The Trump administration has announced $12 billion in relief for farmers but that won’t cover all their losses.
RYDER, N.D. — Tyler Stafslien is a fourth-generation farmer who’s worked his family’s land in central North Dakota for about 20 years. Roughly half of his 2,500 acres are typically dedicated to soybeans, a major crop in the state and in the Mississippi River Basin. But growing soybeans has become less profitable over the last decade as input costs rose and the Trump administration’s tariff negotiations in 2018 and 2025 destabilized trade and strained farmers’ incomes.
This year, wary of the precarious export market, Stafslien decreased his soybean acres by half.
“We’ve been experiencing in ag, the last couple of years, a downturn in commodity prices, a lot of that related to just a large supply across the globe of major commodities, but then you add this trade war on top of it, and it’s like the icing on the cake,” Stafslien said.
The administration announced Monday a $12 billion fund for one-time payments to row crop farmers to offset a portion of their inflation- and trade-related losses in the 2025 crop year.
Farmers were asking for the federal relief funds and are happy the administration is finally answering, said Stafslien. But he’s still facing uncertainty. The administration has yet to announce how much money per acre eligible growers will be receiving, and the funds will not be distributed until February, further stressing farmers like him with large debt and growing interest.
“Payments announced this week must be followed by additional and expedient efforts to keep farmers on the land and to improve the farm safety net, leaving annual bailouts as cautionary historical context rather than ongoing policy,” David Howard, policy development director of the National Young Farmers Coalition, wrote in a statement Tuesday.
Farmers and farming associations are looking for longer term solutions: to diversify trade partners and increase domestic uses for soybeans as export revenues become less certain. Some, like Stafslien, are shifting to other crops, like corn and wheat.
Soybeans are the largest agricultural export in the U.S. The legume covers more than 81 million acres — or 10 percent — of all U.S. farmland, the U.S. Department of Agriculture reported in September, and more than 40 percent of the nation’s soybeans are exported to other countries.
U.S. farmers received $24.5 billion from soybean exports in 2024, with Chinese purchases accounting for $12.6 billion — roughly twice the amount purchased by the next five largest export partners combined, according to USDA data.
But this year, China stopped purchasing U.S. soybeans during tariff negotiations with the Trump administration, instead falling back on its relationships with Brazil and other South American countries to meet its soybean needs. For U.S. soybean farmers, this growing season ends with low prices, unsold harvests, big financial losses and uncertainty going into the next season despite a tentative new deal with China.
“We learned firsthand that being heavily reliant on China for export sales is only good when things are good,” University of Tennessee Professor of Agricultural and Resource Economics Andrew Muhammad said.
How did we get here?
Soybeans brought by traders and missionaries from Asia first took root in North America in small quantities in the 1700s, but the USDA did not begin tracking soybeans as a crop until the early 1920s.
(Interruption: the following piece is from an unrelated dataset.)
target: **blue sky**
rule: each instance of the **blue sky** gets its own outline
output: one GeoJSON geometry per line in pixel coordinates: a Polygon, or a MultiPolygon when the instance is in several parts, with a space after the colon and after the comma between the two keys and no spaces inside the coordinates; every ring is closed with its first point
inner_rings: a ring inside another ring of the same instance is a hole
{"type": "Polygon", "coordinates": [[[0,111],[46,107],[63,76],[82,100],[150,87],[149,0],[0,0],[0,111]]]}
Around that time, the USDA, land grant university extension agents and farm groups started to promote the soybean to farmers as a soil-fertilizing crop that yielded high-protein meal for animal feed, oil, and even meat replacements for human consumption.The Mississippi River Basin’s flat plains and intermittent rain proved to be ideal conditions for the crop.
Soybeans gained a foothold on U.S. farms in “fits and starts” over several decades, author Matthew Roth writes in his book, “Magic Bean: The Rise of Soy in America,” but really took off as a cash crop after World War I. Its success was later buoyed by the Agricultural Adjustment Act that allowed soy plantings while restricting other commodities as a way to stabilize crop prices during the Great Depression, policies limiting foreign oils, and the growing need for animal feed and oil during World War II, according to Roth.
The crop helped diversify farming in the south and midwest. By the 1960s, Roth writes, “the soybean had insinuated itself thoroughly into the American diet,” but indirectly – as feed for the country’s livestock, oils for salads and derivatives in processed foods.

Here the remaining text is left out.